In this context, a debt relief plan would bring additional profits, but these would not come as automatically and would not be as significant as one might think at first glance. There are also some risks that the proposal will not work as expected.

Indeed, as the OFCE researchers point out, depending on how debt relief is organized and communicated, all kinds of irrational behaviors could jeopardize the plan. The fear and lack of confidence of private investors that they might be next in line after central bank debt relief is over is just one example. Similarly, (irrational) fears of inflation could lead investors to demand higher returns. In this case, the immediate decrease in debt would be offset by an increase in the cost of borrowing to reissue debt.

Proponents of the ECB's debt cancellation are aware of this reality, but fear that the favorable borrowing conditions will not last forever. If central banks start raising interest rates, it would bring austerity back in full swing. While you are right to point out this potential risk, it would still be a missed opportunity not to take advantage of current negative interest rates to invest in long-term investments. Doing so now would, in fact, increase the chances of success in putting our economy on a sustainable growth path, which could indeed make debt relief unnecessary.

A better strategy

Positive Money Europe certainly wants to be at the forefront of new radical ideas, especially on how the ECB can better use its money-creating power to support society's interests. We share the same goal as those in favor of debt relief: we must ensure that Europe does not fall back into the self-destructive austerity ideology that almost killed the euro area in 2010.
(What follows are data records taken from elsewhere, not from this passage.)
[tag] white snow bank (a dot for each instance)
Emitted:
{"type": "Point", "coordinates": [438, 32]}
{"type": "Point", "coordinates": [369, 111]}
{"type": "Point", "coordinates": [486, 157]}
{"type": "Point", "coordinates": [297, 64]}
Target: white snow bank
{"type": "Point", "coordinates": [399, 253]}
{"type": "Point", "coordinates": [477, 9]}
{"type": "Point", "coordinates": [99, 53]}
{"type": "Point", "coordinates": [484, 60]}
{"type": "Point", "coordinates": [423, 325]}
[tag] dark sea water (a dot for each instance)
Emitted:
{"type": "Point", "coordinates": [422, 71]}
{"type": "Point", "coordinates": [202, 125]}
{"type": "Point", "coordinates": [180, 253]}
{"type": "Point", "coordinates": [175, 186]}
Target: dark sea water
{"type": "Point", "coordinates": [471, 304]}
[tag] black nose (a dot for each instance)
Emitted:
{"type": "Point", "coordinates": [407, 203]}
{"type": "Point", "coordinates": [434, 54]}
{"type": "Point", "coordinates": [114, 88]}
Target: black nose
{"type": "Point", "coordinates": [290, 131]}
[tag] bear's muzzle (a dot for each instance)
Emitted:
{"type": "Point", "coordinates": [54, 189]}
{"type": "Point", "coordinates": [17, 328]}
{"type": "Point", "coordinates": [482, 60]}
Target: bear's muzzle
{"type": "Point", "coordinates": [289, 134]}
The debt relief campaign has made a positive contribution to raising public awareness of the powerful role the ECB can play in this endeavor. But much more work is needed to change the public perception of public debt - starting with revising fiscal rules and debunking the belief that governments are like households (- they are not).

For a campaign organization like Positive Money Europe, it is crucial that we always find the best way to achieve concrete change while making the best possible use of the limited resources we have.

The central question is: if progressive forces today had the bargaining power to revise the EU treaty, should debt relief be our first priority?

Our conclusion is clear. Instead of a one-off debt cancellation, we would rather fight for permanent, long-term changes, such as a complete revision of the ECB statutes, including a revision of the ban on monetary financing and a complete overhaul of the EU's fiscal rules. A debt relief from the ECB would be the icing on the cake.

We don't shy away from proposals that require a treaty change. As we have said in the past, we believe that a treaty change will inevitably be on the table in the years to come and the Positive Money Europe team is working hard to build a powerful movement capable of making such a change bring about in the long term. However, all our hopes cannot rest on this distant and hypothetical possibility.

All in all, the proposal to cancel the debt held by the central banks makes sense from a technical point of view and should certainly be discussed further. Should Europe fail to achieve a strong and fair recovery after the Covid crisis, the proposal would certainly be a useful political option as a “last resort”. But our strategic analysis shows that the effort required to do this would be very high, while the potential gains are uncertain and smaller than one might initially think. Because of this, debt relief may not be our “first” priority for now.

There are other, more effective ways to implement progressive macroeconomic policies in the euro area. Therefore, Positive Money Europe's efforts are currently focused on key issues such as aligning the ECB's monetary policy with the EU's climate targets and creating political support for “helicopter money”. For next year we hope to be able to start new campaigns to combat over-indebtedness of small and medium-sized businesses and households, and to increase the momentum for a progressive fiscal framework. If we stay focused and let our movement grow, we have a real chance of realizing victories in the next few months.